Twitter and MySpace ushered in a new era of self-built content, real-time sharing. With the birth of Bitcoin and blockchain, the world is marching towards the Web3 era. The hallmark of this new era is the use of decentralized applications at the center, using zero-knowledge proofs to protect data, tokenize content, and defend users’ personal identities.

While Web3 is far from becoming the dominant technology of the next generation of the Internet, Jack Dorsey thinks it might be time to take the initiative and make changes.

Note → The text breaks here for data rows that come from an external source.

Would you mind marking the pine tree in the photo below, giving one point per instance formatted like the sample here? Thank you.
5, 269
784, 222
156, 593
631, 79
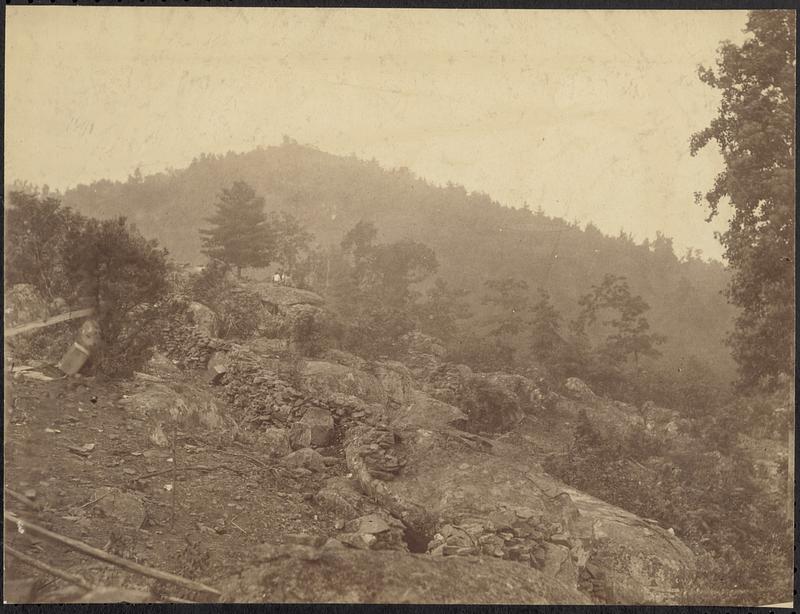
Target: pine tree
755, 132
240, 235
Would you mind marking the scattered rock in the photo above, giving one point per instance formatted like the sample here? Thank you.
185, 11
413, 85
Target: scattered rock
203, 318
319, 423
125, 508
275, 441
300, 436
352, 575
579, 389
304, 458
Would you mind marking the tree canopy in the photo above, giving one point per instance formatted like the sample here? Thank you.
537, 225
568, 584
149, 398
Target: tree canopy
240, 235
755, 131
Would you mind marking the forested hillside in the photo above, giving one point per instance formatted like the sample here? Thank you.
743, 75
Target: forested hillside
475, 238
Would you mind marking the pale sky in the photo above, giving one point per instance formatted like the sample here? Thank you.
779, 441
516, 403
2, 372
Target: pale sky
586, 113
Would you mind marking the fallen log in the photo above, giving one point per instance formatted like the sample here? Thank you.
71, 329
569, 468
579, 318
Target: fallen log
62, 317
49, 569
24, 526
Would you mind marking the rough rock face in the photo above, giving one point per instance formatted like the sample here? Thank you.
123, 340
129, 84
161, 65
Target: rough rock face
281, 298
23, 304
426, 412
203, 318
489, 404
322, 378
319, 425
613, 420
342, 496
578, 389
161, 404
376, 531
423, 353
337, 574
396, 380
274, 441
466, 496
304, 458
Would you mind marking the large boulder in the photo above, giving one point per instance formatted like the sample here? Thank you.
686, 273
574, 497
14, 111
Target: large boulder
316, 427
23, 304
281, 298
304, 458
489, 404
376, 531
426, 412
613, 421
342, 497
163, 406
396, 380
531, 394
335, 574
464, 495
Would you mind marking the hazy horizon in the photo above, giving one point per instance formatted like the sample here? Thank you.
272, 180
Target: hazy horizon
587, 114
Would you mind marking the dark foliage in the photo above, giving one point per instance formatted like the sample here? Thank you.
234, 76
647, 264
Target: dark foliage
755, 130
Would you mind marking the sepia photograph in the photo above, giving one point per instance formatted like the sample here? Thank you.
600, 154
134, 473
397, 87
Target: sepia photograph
399, 306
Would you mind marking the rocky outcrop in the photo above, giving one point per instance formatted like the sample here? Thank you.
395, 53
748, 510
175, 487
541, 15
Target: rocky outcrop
23, 304
338, 574
342, 496
376, 531
163, 405
321, 378
467, 496
280, 299
203, 318
396, 381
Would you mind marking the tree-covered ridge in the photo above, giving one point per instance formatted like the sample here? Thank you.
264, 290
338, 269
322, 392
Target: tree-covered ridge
755, 132
475, 238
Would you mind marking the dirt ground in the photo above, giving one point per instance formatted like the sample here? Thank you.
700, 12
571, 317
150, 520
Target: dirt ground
201, 525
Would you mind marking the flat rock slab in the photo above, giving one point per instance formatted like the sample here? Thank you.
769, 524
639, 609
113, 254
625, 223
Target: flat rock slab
301, 574
511, 509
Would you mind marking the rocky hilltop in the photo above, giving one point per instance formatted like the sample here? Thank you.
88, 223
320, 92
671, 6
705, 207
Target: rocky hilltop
435, 480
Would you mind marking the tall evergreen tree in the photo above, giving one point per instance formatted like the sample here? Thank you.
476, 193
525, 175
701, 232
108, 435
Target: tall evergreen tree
756, 133
240, 235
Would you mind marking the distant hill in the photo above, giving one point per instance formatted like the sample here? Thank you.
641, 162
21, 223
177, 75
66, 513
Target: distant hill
475, 238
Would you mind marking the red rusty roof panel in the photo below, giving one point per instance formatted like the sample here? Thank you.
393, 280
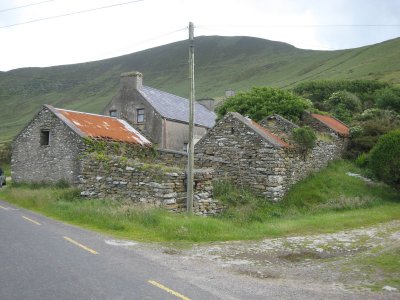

The core of this wave of changes is his proposed Web5 – based on Bitcoin, the data storage location is transferred from the application back to the user.

The so-called Web5 is actually the addition of Web2 and Web3, so you don’t have to worry about where Web4 is going. The diagram below shows the main differences between the current Internet and Web5.

Web5 announcement sparks discussion

As soon as the announcement came out, the crypto community started to gleefully discuss the question of “Where is Web4”, and there were a lot of interesting tweets on Crypto Twitter. Snoop Dog even announced that it was working on Web6, to which TBD responded, “Cool, high-five dude.”

But there are also many community members who are taking this announcement seriously. After all, there are other people who want to compete for this decentralized Internet built with Bitcoin as the absolute core. Victor Zhang, founder of TokenScript and founder of SmartToken Labs, criticized in the interview: “This “Web5” mentioned by Jack Dorsey is nothing new… It is still the kind of application-centric framework, saying that Web2.5 is still almost. “

Meltem Demirors of CoinShares also pointed out that TBD’s Web5 platform was announced via Google Doc. The DeFiPulse co-founder quipped, “Super Decentralized Web5 on Google docs…the biggest joke I’ve heard lately.” “So, Web4 is Jack Dorsey on Twitter and other Web 2.0 apps. A fictional high-speed network implementation in China. Web5 is Jack Dorsey’s imaginary Ethereum on the Bitcoin chain.”

But there are also community members who seem to agree with the idea of ​​merging the underlying technologies of Web3 and Web5. Maybe that’s what came out of this…Web8? Matt Huang, co-founder of Paradigm, urged everyone not to have such meaningless debates, emphasizing: “About Web2, Web3 and Web5 will only distract everyone. Don’t make blind analogies, but start from first principles…Cryptocurrency In it lies huge possibilities that we cannot yet imagine in 2022. Embrace this uncertainty and move towards a better future!”

Web5 parsing

The concept of Web5 is clearly built on the basic thesis that Web3 is not sufficient to support a decentralized web. The explanation given by TBD is as follows:

The establishment of the Web democratized the exchange of information, but one key layer was missing: identity. We can only protect personal data with hundreds of hard-to-remember account plus passwords. On today’s web, identities and personal data are already in the pockets of other third parties.

Web5 will be composed of four key components that are fully decentralized and based on Bitcoin, namely: Decentralized Identifier, Autonomous Identity Service, Decentralized Web Node and Autonomous Identity SDK.

TBD defines Web5 as follows: Web5 is a decentralized web platform that allows developers to write decentralized web applications using decentralized identifiers, verifiable credentials, and decentralized web nodes to integrate identity and Ownership and control of the data returns to the individual.

The diagram below shows the difference between traditional Web2 applications and the new Web5 ecosystem. In Web2, progressive web applications centralize user-related information through caching, and then hand over the entirety to a centralized server. But Web5 will replace these centralized servers with decentralized Web nodes to ensure that user data does not fall into the hands of third parties.